EDMONTON—As Jason Kenney announces plans to lift all public health restrictions in the weeks to come, the province’s largest union is calling for a reopening plan that works for workers and all Albertans.  

“We’ve already seen that lifting all restrictions and pretending the pandemic is over doesn’t work,” says Guy Smith, president of the Alberta Union of Provincial Employees (AUPE). “We saw that when the ‘best summer ever’ turned into a collapsing health-care system.”   
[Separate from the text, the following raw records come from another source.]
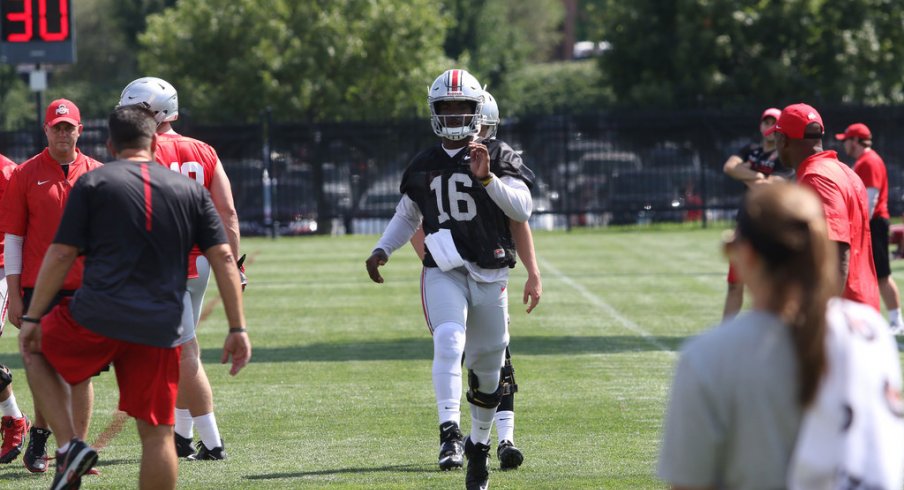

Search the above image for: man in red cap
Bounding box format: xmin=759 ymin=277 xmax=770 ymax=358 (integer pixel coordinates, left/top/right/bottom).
xmin=722 ymin=107 xmax=794 ymax=319
xmin=769 ymin=104 xmax=879 ymax=311
xmin=0 ymin=99 xmax=102 ymax=473
xmin=835 ymin=123 xmax=904 ymax=335
xmin=0 ymin=151 xmax=31 ymax=464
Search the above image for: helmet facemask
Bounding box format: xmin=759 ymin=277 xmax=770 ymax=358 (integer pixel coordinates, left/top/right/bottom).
xmin=117 ymin=77 xmax=179 ymax=125
xmin=427 ymin=70 xmax=483 ymax=141
xmin=430 ymin=100 xmax=481 ymax=141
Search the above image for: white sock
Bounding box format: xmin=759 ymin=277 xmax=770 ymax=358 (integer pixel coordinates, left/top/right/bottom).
xmin=194 ymin=412 xmax=223 ymax=449
xmin=0 ymin=393 xmax=22 ymax=419
xmin=175 ymin=408 xmax=194 ymax=439
xmin=495 ymin=410 xmax=515 ymax=443
xmin=471 ymin=404 xmax=496 ymax=445
xmin=433 ymin=323 xmax=465 ymax=426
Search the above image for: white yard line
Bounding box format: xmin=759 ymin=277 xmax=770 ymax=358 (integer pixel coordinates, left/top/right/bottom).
xmin=537 ymin=257 xmax=676 ymax=356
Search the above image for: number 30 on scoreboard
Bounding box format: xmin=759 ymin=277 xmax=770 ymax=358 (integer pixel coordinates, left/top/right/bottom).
xmin=0 ymin=0 xmax=75 ymax=64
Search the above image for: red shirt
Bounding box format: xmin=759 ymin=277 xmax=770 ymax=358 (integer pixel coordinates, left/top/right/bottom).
xmin=797 ymin=151 xmax=879 ymax=311
xmin=154 ymin=131 xmax=220 ymax=279
xmin=854 ymin=148 xmax=889 ymax=219
xmin=0 ymin=155 xmax=16 ymax=267
xmin=0 ymin=148 xmax=103 ymax=289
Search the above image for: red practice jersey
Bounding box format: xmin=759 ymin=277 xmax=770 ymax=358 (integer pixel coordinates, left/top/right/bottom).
xmin=154 ymin=131 xmax=220 ymax=279
xmin=797 ymin=151 xmax=879 ymax=311
xmin=0 ymin=148 xmax=103 ymax=290
xmin=0 ymin=155 xmax=16 ymax=267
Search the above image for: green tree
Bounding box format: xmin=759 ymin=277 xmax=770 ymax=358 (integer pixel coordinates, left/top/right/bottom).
xmin=599 ymin=0 xmax=904 ymax=106
xmin=139 ymin=0 xmax=448 ymax=121
xmin=493 ymin=60 xmax=612 ymax=117
xmin=471 ymin=0 xmax=565 ymax=87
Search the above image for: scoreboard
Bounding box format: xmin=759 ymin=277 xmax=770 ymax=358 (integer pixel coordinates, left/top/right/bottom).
xmin=0 ymin=0 xmax=75 ymax=64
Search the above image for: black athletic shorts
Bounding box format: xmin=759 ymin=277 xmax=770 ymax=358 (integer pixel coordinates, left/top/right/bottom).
xmin=869 ymin=218 xmax=891 ymax=279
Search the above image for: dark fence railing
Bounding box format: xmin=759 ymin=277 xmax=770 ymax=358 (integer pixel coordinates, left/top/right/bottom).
xmin=0 ymin=107 xmax=904 ymax=235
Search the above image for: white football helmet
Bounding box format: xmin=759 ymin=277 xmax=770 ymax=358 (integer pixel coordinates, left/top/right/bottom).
xmin=117 ymin=77 xmax=179 ymax=124
xmin=480 ymin=90 xmax=499 ymax=139
xmin=427 ymin=69 xmax=483 ymax=140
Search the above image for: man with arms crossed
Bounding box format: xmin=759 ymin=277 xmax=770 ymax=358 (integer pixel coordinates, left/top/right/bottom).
xmin=722 ymin=107 xmax=794 ymax=320
xmin=0 ymin=99 xmax=102 ymax=473
xmin=19 ymin=106 xmax=251 ymax=489
xmin=119 ymin=77 xmax=246 ymax=460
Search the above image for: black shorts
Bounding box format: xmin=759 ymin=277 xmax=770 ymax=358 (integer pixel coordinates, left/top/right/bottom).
xmin=869 ymin=218 xmax=891 ymax=279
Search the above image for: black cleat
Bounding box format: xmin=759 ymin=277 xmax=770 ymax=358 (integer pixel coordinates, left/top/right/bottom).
xmin=439 ymin=420 xmax=465 ymax=471
xmin=22 ymin=427 xmax=53 ymax=473
xmin=465 ymin=437 xmax=490 ymax=490
xmin=174 ymin=432 xmax=195 ymax=458
xmin=188 ymin=439 xmax=226 ymax=461
xmin=50 ymin=438 xmax=97 ymax=490
xmin=496 ymin=441 xmax=524 ymax=471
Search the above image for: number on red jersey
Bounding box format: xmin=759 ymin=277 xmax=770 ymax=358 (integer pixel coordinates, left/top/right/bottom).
xmin=170 ymin=162 xmax=204 ymax=185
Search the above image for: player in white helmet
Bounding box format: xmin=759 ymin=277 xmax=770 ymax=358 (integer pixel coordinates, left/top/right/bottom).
xmin=411 ymin=90 xmax=543 ymax=470
xmin=119 ymin=77 xmax=247 ymax=460
xmin=365 ymin=70 xmax=534 ymax=489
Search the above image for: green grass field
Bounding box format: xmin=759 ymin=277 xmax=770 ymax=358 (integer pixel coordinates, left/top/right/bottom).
xmin=0 ymin=227 xmax=900 ymax=489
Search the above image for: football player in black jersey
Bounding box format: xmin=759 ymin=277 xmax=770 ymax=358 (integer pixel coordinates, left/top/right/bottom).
xmin=722 ymin=107 xmax=794 ymax=320
xmin=411 ymin=91 xmax=543 ymax=470
xmin=366 ymin=69 xmax=534 ymax=489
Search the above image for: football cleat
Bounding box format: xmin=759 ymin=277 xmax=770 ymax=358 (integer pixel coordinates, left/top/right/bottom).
xmin=0 ymin=415 xmax=31 ymax=464
xmin=439 ymin=420 xmax=464 ymax=471
xmin=50 ymin=438 xmax=97 ymax=490
xmin=496 ymin=441 xmax=524 ymax=471
xmin=465 ymin=437 xmax=490 ymax=490
xmin=174 ymin=432 xmax=195 ymax=458
xmin=188 ymin=439 xmax=226 ymax=461
xmin=22 ymin=427 xmax=53 ymax=473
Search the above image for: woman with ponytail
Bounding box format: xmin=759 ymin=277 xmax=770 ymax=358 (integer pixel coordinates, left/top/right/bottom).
xmin=658 ymin=184 xmax=904 ymax=489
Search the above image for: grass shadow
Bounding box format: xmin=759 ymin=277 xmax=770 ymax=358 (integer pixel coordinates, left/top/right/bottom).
xmin=243 ymin=464 xmax=435 ymax=480
xmin=202 ymin=335 xmax=687 ymax=363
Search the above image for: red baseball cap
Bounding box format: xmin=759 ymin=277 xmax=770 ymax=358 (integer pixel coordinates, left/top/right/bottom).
xmin=835 ymin=123 xmax=873 ymax=141
xmin=760 ymin=107 xmax=782 ymax=121
xmin=766 ymin=104 xmax=825 ymax=140
xmin=44 ymin=99 xmax=82 ymax=126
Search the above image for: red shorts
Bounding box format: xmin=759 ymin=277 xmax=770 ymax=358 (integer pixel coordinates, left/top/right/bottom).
xmin=726 ymin=262 xmax=741 ymax=284
xmin=41 ymin=298 xmax=182 ymax=425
Kenney’s plan would take place in three stages. The first stage, which would see the removal of the Restrictions Exemption Program (REP) among other measures, will begin coming into effect immediately. The second stage, which would remove provincial masking requirements, will come into effect on March 1. The final stage, which does not have a date, would remove isolation requirements for COVID-positive individuals and strip outbreak protocols from continuing care facilities. 

This plan, Smith says, risks creating the same problem that Albertans have seen repeatedly over this pandemic—a brief period of reopening, followed by another wave.  
 

“Workers on the front lines of public services are exhausted and the prospect of facing yet another COVID-19 wave is almost unbearable,” he says. “We need to have a real long-term strategy to deal with COVID-19. This government has absolutely failed to produce one.”  
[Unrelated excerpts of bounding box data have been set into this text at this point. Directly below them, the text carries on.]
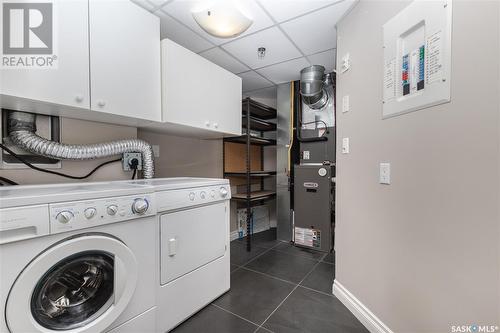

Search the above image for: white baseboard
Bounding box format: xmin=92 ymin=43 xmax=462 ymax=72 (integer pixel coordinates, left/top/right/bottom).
xmin=333 ymin=280 xmax=393 ymax=333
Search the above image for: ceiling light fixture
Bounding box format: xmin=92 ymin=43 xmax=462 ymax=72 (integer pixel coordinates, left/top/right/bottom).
xmin=192 ymin=3 xmax=253 ymax=38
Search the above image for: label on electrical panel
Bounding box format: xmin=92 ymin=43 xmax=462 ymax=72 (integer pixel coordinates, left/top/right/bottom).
xmin=425 ymin=31 xmax=443 ymax=83
xmin=295 ymin=227 xmax=321 ymax=248
xmin=384 ymin=58 xmax=396 ymax=102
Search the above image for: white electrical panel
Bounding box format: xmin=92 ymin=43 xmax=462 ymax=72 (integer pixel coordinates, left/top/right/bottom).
xmin=383 ymin=0 xmax=452 ymax=118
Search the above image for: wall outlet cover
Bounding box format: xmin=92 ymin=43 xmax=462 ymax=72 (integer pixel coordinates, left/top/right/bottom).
xmin=342 ymin=138 xmax=349 ymax=154
xmin=379 ymin=163 xmax=391 ymax=185
xmin=342 ymin=95 xmax=349 ymax=113
xmin=122 ymin=153 xmax=142 ymax=171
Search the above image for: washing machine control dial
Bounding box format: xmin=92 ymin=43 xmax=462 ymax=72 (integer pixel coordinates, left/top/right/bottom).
xmin=106 ymin=205 xmax=118 ymax=216
xmin=132 ymin=198 xmax=149 ymax=215
xmin=83 ymin=207 xmax=97 ymax=220
xmin=56 ymin=210 xmax=75 ymax=224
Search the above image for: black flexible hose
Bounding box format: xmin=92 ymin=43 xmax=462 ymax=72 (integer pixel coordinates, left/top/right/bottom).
xmin=0 ymin=177 xmax=19 ymax=186
xmin=0 ymin=143 xmax=121 ymax=180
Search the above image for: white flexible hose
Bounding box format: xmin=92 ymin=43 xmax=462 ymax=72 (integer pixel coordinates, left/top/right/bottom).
xmin=9 ymin=112 xmax=154 ymax=179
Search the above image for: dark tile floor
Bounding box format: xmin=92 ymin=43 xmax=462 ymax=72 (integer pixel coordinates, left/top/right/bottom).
xmin=173 ymin=230 xmax=368 ymax=333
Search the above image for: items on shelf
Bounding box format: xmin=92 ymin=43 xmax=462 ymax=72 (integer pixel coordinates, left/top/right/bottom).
xmin=224 ymin=98 xmax=277 ymax=251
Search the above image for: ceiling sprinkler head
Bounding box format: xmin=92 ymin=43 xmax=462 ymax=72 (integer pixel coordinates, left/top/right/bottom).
xmin=257 ymin=47 xmax=266 ymax=59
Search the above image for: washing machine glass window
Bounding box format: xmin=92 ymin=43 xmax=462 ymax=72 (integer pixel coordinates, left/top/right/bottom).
xmin=31 ymin=251 xmax=114 ymax=330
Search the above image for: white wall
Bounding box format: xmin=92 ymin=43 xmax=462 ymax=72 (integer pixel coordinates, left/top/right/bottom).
xmin=335 ymin=1 xmax=500 ymax=333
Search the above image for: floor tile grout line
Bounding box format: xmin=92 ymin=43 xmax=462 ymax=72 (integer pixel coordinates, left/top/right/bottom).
xmin=235 ymin=240 xmax=286 ymax=267
xmin=254 ymin=254 xmax=326 ymax=333
xmin=210 ymin=303 xmax=268 ymax=329
xmin=274 ymin=245 xmax=321 ymax=261
xmin=240 ymin=266 xmax=296 ymax=286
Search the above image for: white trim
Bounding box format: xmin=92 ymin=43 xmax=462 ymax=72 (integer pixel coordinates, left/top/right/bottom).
xmin=231 ymin=230 xmax=240 ymax=242
xmin=333 ymin=280 xmax=393 ymax=333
AUPE, which represents more than 55,000 health-care workers in Alberta, has previously signed on to a list of demands, alongside other unions, for a safe reopening. The demands include:  

  • - Improved ventilation in buildings such as schools and workplaces  
    - Improved access to PPE, especially N95 masks  
    - The re-institution of contact tracing  
    - Ten employer-paid sick days  
    - The classification of “long COVID” as a disability  

AUPE advocates for increased capacity in the public health-care system, with increased staffing levels and a large-scale reinvestment into the health-care system, which has been hollowed out by decades of cuts, privatization, and underfunding.   

Such measures, Smith says, need to be a part of Alberta’s long-term strategy for reopening.  “Everybody wants this pandemic to end, everyone is sick of it,” he says. “Nobody feels that more than health-care workers, and all front-line workers. Thats why it’s so disappointing that this government continues to prioritize short-term polling over long-term planning.”  

“COVID-19 will eventually be wrestled into manageable submission, and the vast majority of Albertans have done their part and made significant sacrifices to protect each other for the past two years” he says. “The question is whether the government is actually planning to make sure that future waves are less disastrous than previous ones.” 

“It’s time to re-invest in Alberta’s public health care—and all essential public services that have been battered by the pandemic, but have, through the strength and dedication of workers, been there for Albertans when they need them. It’s time to improve workplace safety standards, and front-line staffing levels. It’s time to improve ventilation in schools and workplaces. It’s time to bring continuing care under public control. That’s how we get off this pandemic roller-coaster, and stay off.”